The defeat was so complete that Mesosphere could no longer do business with that name, rechristening itself D2IQ last August, and vowing to establish a “Ksphere” of its own. And in early October, Docker suggested that its users try running Kubernetes and Swarm side-by-side. “New users find it much easier to understand Docker Swarm,” its company blog post read. “However, Kubernetes has evolved to add a lot of functionality.”
Where Kubernetes goes from here
Up to now, much of the discussion about data center re-architecture has centered around the topic of migrating old workloads to new models. Applications as we have come to know them have been called “monoliths” because, like the mysterious object in the movie “2001,” they’re singular, practically solid, and just as inexplicable after sitting in the theater for four hours as they were at the outset. They’re comprised of code that only its creator knows how to change.

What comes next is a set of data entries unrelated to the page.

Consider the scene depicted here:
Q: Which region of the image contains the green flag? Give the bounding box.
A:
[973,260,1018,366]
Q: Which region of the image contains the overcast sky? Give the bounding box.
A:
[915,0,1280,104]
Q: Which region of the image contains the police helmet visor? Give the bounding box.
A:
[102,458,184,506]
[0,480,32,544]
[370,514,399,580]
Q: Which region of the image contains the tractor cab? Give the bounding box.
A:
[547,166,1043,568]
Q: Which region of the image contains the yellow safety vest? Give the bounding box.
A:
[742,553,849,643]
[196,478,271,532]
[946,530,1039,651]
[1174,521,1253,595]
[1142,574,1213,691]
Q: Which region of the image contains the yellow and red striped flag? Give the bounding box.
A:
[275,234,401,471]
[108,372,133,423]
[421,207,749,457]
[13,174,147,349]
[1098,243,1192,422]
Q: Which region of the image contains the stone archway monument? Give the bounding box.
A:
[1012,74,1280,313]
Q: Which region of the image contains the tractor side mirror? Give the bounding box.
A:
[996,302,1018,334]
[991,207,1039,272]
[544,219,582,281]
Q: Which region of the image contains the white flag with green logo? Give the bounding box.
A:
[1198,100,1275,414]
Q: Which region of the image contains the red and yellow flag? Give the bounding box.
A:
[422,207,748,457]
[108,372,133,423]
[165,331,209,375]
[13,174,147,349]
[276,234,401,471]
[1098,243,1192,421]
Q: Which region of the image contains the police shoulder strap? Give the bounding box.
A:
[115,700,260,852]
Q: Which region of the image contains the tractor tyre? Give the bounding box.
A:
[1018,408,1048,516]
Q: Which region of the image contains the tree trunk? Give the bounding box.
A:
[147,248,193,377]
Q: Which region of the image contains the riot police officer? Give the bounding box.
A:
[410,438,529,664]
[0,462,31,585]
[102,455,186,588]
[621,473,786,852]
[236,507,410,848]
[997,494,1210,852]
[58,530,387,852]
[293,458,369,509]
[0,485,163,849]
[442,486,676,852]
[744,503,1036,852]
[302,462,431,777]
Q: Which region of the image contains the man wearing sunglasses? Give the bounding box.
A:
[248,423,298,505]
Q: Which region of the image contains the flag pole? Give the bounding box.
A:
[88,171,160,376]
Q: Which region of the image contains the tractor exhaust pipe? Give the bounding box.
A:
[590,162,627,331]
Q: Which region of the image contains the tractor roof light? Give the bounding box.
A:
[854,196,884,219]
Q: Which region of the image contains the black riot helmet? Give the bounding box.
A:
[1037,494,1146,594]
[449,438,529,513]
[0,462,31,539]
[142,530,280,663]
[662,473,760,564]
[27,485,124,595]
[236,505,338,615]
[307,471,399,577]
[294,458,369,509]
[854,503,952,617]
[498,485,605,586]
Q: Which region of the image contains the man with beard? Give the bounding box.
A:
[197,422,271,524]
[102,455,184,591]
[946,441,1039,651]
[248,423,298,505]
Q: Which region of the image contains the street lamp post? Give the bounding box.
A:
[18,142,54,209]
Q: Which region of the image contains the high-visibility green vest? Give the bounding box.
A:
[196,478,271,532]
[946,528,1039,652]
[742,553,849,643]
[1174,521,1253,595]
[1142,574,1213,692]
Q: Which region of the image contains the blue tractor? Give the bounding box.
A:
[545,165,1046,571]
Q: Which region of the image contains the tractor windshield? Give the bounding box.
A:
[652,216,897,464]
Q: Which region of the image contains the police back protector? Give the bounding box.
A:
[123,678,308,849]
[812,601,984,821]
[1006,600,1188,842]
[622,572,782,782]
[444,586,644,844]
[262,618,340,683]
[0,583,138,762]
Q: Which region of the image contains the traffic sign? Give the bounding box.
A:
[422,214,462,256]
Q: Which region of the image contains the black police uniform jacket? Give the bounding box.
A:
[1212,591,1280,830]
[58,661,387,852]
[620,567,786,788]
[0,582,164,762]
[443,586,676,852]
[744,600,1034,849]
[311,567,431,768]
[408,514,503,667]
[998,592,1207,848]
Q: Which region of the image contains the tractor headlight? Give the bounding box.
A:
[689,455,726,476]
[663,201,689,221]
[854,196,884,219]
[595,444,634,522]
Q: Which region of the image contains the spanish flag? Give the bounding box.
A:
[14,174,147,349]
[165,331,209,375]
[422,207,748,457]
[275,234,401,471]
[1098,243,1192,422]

Moving to Kubernetes has been described as a process of migrating monoliths. Some have said this can only be done by rebuilding microservices networks that behave like their monolithic predecessors, but that replace them entirely. Others say it’s possible to wrap an API around a monolithic service and distribute that API through a network in a microservices fashion. It’d be easier to do, and would not involve so much effort replicating the same functionality that businesses already own.
Now, thanks to Kubernetes’ CRD, to paraphrase Arlo Guthrie, there is a third possibility that no one even counted upon: Kubernetes itself can migrate to meet the needs of existing workloads. Being perhaps the world’s most active open-source software project, Kubernetes is being maintained by literally hundreds of expert engineers who could assist businesses in devising or adapting the controllers and operators they would need to automate their software supply chains.
The people who created Kubernetes said a few years ago there would be a time when their creation became so much a part of everyone’s data centers, that they’d be boring and no one would read an article about it. From what I’m witnessing, that day is still at least several years away.